A small timing experiment on the new Tokenizers library — a write-up

Spoiler alert: It’s blazingly fast 🔥

Steven van de Graaf
Towards Data Science

--

A little over a week ago, the lovely people at Hugging Face released their new Tokenizers library to the public. Written in the Rust programming language (known for its performance a.o. when compared to Python), Tokenizers provides “an implementation of today’s most used tokenizers, with a focus on performance and versatility”.

As such, this write-up presents the results of some small timing experiments, which contrast and compare the different implementations of the WordPiece tokenizer, as introduced by Wu et al. (2016) and popularized with the release and publication of BERT by Devlin et al. (2018).
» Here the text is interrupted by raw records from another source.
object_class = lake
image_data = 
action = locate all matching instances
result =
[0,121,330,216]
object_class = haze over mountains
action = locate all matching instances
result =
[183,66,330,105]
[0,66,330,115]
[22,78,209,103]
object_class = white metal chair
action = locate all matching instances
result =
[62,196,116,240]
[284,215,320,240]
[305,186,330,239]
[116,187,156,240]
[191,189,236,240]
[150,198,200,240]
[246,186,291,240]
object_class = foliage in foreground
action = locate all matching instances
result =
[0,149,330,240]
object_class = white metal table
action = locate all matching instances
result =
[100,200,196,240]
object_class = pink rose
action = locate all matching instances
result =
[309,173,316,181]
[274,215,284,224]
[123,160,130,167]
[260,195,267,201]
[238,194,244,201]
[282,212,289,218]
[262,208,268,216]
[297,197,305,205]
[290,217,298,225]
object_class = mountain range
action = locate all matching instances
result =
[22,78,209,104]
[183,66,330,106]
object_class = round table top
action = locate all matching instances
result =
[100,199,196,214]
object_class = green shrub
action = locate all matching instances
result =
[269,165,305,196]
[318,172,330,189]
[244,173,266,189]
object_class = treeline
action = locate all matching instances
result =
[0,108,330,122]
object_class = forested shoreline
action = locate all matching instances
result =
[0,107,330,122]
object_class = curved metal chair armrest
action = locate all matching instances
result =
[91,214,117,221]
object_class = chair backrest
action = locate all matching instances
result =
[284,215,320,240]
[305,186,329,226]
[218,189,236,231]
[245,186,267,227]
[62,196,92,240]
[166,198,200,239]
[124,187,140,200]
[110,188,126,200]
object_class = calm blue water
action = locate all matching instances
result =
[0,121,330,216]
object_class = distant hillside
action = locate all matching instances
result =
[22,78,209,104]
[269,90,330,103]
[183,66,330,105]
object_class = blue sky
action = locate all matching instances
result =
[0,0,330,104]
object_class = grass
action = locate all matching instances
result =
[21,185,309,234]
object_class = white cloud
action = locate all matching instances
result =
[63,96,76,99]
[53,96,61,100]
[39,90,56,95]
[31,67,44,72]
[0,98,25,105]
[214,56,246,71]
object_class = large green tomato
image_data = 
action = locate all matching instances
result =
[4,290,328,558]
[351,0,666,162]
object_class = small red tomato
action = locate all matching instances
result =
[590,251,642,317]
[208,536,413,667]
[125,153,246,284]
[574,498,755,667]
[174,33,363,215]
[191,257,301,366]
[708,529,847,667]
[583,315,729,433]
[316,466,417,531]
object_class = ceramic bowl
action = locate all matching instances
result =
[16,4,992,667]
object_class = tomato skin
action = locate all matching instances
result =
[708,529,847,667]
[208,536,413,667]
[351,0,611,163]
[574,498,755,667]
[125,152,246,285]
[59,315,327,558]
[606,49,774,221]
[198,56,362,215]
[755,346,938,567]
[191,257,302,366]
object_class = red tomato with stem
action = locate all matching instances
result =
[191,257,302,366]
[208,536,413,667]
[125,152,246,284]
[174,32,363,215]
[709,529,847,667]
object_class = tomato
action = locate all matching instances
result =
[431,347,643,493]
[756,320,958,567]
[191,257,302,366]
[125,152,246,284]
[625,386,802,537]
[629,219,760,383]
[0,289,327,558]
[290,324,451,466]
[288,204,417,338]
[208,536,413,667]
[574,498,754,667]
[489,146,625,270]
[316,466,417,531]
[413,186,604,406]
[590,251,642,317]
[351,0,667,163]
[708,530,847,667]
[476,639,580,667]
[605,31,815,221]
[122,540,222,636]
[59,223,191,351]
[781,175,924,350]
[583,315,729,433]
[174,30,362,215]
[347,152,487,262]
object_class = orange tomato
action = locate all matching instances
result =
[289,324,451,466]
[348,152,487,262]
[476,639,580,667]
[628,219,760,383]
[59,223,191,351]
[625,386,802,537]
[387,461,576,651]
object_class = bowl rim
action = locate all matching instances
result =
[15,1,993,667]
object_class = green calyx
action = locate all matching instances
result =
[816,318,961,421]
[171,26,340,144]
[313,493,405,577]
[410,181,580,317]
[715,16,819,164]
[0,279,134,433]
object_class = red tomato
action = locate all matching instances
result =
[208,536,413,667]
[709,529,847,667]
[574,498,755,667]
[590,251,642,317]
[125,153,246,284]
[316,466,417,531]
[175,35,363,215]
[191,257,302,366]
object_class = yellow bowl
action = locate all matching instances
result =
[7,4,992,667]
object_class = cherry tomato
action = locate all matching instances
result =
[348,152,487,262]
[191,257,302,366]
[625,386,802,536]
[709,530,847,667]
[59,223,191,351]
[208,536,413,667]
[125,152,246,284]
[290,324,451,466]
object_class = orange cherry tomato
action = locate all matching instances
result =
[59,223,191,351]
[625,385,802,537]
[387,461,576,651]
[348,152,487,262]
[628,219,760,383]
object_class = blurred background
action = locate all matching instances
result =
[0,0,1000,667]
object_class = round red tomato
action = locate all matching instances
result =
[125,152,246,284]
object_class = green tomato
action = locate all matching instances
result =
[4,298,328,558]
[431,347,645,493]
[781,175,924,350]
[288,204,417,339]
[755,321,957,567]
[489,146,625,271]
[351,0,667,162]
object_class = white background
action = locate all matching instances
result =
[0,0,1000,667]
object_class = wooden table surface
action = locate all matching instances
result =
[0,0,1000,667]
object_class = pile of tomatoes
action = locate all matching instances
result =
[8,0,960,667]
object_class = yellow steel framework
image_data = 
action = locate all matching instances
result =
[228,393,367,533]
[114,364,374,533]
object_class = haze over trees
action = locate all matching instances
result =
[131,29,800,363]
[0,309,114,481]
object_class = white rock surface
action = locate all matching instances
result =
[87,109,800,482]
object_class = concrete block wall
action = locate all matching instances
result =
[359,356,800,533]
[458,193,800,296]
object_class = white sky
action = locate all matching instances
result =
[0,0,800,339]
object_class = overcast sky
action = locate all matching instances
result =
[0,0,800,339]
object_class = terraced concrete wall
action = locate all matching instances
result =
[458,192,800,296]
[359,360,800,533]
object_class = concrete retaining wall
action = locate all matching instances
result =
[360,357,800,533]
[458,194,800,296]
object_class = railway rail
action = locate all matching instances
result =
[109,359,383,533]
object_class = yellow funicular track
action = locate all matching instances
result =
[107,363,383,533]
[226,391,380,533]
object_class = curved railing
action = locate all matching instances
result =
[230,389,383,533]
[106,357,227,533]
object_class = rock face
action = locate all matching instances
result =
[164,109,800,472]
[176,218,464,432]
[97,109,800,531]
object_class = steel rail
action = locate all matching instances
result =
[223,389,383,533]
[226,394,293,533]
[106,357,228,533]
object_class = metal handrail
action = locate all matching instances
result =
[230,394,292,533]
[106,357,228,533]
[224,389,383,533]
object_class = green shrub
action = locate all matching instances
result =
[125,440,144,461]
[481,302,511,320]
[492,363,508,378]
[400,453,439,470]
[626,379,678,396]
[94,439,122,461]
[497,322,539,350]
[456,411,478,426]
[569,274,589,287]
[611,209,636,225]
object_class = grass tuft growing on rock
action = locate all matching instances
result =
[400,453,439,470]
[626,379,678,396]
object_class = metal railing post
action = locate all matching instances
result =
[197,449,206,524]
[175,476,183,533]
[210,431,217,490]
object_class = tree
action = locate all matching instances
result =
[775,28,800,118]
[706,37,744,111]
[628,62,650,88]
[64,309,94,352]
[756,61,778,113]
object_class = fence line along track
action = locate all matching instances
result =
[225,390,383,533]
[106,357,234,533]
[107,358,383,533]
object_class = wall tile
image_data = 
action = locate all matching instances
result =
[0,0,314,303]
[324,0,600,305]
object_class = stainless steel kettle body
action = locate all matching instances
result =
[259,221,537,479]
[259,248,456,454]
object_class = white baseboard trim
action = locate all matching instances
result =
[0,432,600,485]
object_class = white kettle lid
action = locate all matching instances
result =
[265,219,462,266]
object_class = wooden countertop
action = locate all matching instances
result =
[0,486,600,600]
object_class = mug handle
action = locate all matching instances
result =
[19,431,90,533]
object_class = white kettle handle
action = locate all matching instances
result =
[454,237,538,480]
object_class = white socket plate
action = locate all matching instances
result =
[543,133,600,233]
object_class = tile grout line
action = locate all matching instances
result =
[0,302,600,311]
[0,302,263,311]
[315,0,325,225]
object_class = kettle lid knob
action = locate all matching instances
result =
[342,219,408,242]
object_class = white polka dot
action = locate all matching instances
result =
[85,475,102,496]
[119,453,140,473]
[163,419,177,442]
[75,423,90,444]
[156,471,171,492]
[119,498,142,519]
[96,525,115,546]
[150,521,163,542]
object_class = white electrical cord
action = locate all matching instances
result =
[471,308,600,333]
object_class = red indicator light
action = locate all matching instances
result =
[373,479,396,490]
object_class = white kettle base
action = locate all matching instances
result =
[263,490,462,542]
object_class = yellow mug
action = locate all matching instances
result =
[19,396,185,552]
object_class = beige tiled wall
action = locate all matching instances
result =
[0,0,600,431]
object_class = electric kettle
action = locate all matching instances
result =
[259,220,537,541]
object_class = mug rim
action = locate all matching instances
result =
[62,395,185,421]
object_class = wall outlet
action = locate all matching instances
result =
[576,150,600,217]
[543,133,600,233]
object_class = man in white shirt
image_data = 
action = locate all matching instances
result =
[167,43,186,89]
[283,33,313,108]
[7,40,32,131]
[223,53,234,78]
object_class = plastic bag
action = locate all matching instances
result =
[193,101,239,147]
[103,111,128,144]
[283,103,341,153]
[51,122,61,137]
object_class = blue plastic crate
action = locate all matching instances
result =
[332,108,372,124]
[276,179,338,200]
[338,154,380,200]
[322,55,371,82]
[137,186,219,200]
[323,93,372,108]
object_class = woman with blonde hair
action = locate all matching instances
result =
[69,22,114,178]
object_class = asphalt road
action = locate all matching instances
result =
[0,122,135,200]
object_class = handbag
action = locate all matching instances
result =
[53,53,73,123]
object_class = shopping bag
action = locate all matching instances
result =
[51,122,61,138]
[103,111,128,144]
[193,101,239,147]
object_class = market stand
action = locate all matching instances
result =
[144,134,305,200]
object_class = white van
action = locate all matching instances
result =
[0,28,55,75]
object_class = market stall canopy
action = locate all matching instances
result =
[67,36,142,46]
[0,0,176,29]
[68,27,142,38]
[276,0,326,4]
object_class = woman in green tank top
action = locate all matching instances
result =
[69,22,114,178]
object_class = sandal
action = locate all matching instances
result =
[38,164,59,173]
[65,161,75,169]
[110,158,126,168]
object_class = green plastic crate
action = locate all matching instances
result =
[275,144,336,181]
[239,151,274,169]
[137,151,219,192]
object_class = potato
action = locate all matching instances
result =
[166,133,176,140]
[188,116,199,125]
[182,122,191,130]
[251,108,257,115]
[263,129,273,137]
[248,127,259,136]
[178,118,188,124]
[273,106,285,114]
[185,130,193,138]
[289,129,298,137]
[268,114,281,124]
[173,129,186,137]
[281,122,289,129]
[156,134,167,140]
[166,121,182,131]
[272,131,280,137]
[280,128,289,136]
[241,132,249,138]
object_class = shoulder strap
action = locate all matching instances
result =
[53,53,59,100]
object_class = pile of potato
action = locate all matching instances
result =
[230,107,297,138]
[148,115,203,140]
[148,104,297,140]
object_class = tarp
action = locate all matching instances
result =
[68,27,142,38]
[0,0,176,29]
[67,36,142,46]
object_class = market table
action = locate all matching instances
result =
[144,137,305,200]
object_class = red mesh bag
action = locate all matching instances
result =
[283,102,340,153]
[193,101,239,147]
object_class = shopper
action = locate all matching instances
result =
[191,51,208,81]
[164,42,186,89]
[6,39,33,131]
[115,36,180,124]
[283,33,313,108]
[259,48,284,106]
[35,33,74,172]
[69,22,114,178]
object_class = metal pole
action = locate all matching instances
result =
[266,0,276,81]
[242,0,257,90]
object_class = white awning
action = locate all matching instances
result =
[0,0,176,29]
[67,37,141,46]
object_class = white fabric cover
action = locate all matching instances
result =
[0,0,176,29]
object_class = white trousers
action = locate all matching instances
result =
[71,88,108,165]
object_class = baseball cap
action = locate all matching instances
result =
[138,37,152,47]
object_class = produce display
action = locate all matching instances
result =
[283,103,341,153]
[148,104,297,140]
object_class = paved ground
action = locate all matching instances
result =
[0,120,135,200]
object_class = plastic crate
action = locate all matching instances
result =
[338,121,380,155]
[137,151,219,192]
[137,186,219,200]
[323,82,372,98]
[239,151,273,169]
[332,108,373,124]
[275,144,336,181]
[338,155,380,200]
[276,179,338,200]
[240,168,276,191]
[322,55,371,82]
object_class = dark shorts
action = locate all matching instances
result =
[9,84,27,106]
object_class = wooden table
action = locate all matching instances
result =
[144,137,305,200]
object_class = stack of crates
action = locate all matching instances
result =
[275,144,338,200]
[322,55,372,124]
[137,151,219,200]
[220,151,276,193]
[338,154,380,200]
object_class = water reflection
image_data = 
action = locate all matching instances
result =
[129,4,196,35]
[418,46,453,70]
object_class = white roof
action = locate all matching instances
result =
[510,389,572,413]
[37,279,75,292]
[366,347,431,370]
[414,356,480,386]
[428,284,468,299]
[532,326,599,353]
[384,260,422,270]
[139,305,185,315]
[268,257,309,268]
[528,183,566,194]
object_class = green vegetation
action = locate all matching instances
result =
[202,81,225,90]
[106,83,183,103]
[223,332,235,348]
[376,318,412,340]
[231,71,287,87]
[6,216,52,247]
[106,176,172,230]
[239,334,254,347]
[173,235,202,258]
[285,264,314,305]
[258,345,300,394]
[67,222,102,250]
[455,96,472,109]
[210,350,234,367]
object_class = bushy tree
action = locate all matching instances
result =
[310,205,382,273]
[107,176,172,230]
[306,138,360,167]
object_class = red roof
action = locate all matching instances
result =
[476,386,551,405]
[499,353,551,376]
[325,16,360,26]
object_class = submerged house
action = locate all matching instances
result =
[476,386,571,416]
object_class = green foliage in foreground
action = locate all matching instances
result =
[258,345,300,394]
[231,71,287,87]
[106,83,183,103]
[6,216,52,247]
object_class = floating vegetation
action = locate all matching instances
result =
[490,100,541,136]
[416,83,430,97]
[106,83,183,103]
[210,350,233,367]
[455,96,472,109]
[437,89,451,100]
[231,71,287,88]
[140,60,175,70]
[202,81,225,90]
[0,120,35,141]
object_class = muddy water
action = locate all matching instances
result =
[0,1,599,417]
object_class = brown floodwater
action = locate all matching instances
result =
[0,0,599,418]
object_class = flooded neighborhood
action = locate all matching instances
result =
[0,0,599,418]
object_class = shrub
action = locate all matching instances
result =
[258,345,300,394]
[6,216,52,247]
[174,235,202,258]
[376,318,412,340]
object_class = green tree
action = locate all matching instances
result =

All of the code relating to these timing experiments can be found in the Jupyter Notebook below:

🤗 Transformers vs 💥 Tokenizers

In this first timing experiment, I compared the performance (in terms of execution time) of the Bert WordPiece tokenizer as implemented in the popular Transformers library (also by Hugging Face) to that of the new Tokenizers library. For both, I tokenized (encoded) 1 million English-language sentences over 5 independent runs, the results of which can be found below:

Transformers vs Tokenizers timing experiment

As you can see, with a mean execution time of just 45.6 seconds, the Tokenizers library implementation presents an almost 9x speed-up as compared directly to the Transformers library implementation (with a mean execution time of 6 minutes and 42 seconds).

🧵 Multithreaded performance

Tokenizers also provides a method to encode multiple sentences at once (in batches), which can significantly improve performance, due to its multithreaded implementation (in Rust). Python also supports multithreading, however, for example using concurrent.futures.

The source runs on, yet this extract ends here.